AutoML focuses on achieving high predictive accuracy, often at the cost of:

Model complexity
Interpretability
Fine-grained control
Computational resources

This trade-off is intentional. AutoML is built to prioritize performance over simplicity.

What Is SmartKNN?

SmartKNN takes a different approach. Unlike AutoML, it does not train dozens of models.

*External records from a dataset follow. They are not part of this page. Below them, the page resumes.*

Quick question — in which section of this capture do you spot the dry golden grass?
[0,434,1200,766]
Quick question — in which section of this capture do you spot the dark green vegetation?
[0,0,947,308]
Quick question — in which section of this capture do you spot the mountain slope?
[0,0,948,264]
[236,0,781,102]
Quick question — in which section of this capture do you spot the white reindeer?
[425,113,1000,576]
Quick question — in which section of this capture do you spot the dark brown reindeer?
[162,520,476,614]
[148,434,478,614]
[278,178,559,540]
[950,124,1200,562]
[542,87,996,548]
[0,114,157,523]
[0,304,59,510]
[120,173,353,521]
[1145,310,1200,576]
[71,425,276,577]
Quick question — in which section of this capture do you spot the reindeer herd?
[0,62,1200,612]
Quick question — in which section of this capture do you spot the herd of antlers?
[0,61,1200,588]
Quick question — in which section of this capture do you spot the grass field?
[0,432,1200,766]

Instead, SmartKNN emphasizes:

A single, optimized predictive model
Smarter neighborhood selection
Weighted distances for predictions
Controlled hyperparameter search
Consistent and stable inference

SmartKNN trades brute-force model diversity for simplicity, structure, and inductive bias, achieving competitive results with fewer models and more interpretability.

Experimental Setup

Classification

Cross-validation: 3-fold CV
H2O AutoML: nfolds = 3 and 20 models per dataset
SmartKNN: 3-fold CV
Metrics: Accuracy, F1-score

Regression

H2O AutoML: ~20 models per dataset
SmartKNN: Grid search (k, weight threshold tuned)
Metrics: MSE, R²

Note: No speed benchmarks reported

Classification Benchmarks

Nomao - [35k * 119]

Model	Accuracy	F1
H2O AutoML	0.9728	0.9667
SmartKNN	0.9569	0.9471

APS Failure - [76k * 171]

Model	Accuracy	F1
H2O AutoML	0.9696	0.9347
SmartKNN	0.9431	0.8661

Adult - [48k * 15]

Model	Accuracy	F1
H2O AutoML	0.8404	0.7975
SmartKNN	0.8240	0.7567

Click Prediction Small - [40k * 10]

Model	Accuracy	F1
H2O AutoML	0.7142	0.5967
SmartKNN	0.8036	0.5323

Bank Marketing - [45k * 17]

Model	Accuracy	F1
H2O AutoML	0.8940	0.7819
SmartKNN	0.8969	0.7074

Regression Benchmarks

Buzzword Twitter - [583k * 78]

Model	MSE ↓	R² ↑
H2O AutoML	23977.62	0.9361
SmartKNN	27939.95	0.9255

Diamonds - [54 * 10]

Model	MSE ↓	R² ↑
H2O AutoML (tuned)	1789603.30	0.8874
SmartKNN (tuned)	1987190.50	0.8750

California Housing - [20k * 10]

Model	MSE ↓	R² ↑
H2O AutoML (tuned)	2190147793	0.8398
SmartKNN (tuned)	3178661376	0.7676

Fried - [40k * 11]

Model	MSE ↓	R² ↑
H2O AutoML (tuned)	1.1555	0.9530
SmartKNN (tuned)	1.5117	0.9385

Notes on the Benchmarks

We evaluated 9 datasets across both classification and regression. The full benchmarking process took around 7 hours using H2O AutoML, while SmartKNN completed the same tasks significantly faster.

Interpreting the Results

These benchmarks were designed to test how well a semi-tuned SmartKNN can compete with modern tabular AutoML tools(H2O):

SmartKNN was tuned only on k and weight thresholds. Parameters like alpha, beta, and gamma were left at default, meaning there is potential for even higher accuracy with full tuning.
These results demonstrate that SmartKNN can hold its ground against state-of-the-art models and tools, delivering competitive performance with far less computational overhead.
In Some classification datasets, SmartKNN even outperformed H2O AutoML in accuracy, though H2O often retained higher F1 scores in those cases.
SmartKNN trades some accuracy for speed, but this benchmark demonstrates its strong baseline performance relative to a full model factory.

Additional Notes

The datasets used were mostly standard public datasets, not cherry-picked for favorable results.
Benchmarks are fully reproducible and available on Kaggle and other public repositories.
The goal was not to declare a winner, but to show that a carefully designed single model can Compete aginst AutoML systems in tabular data scenarios.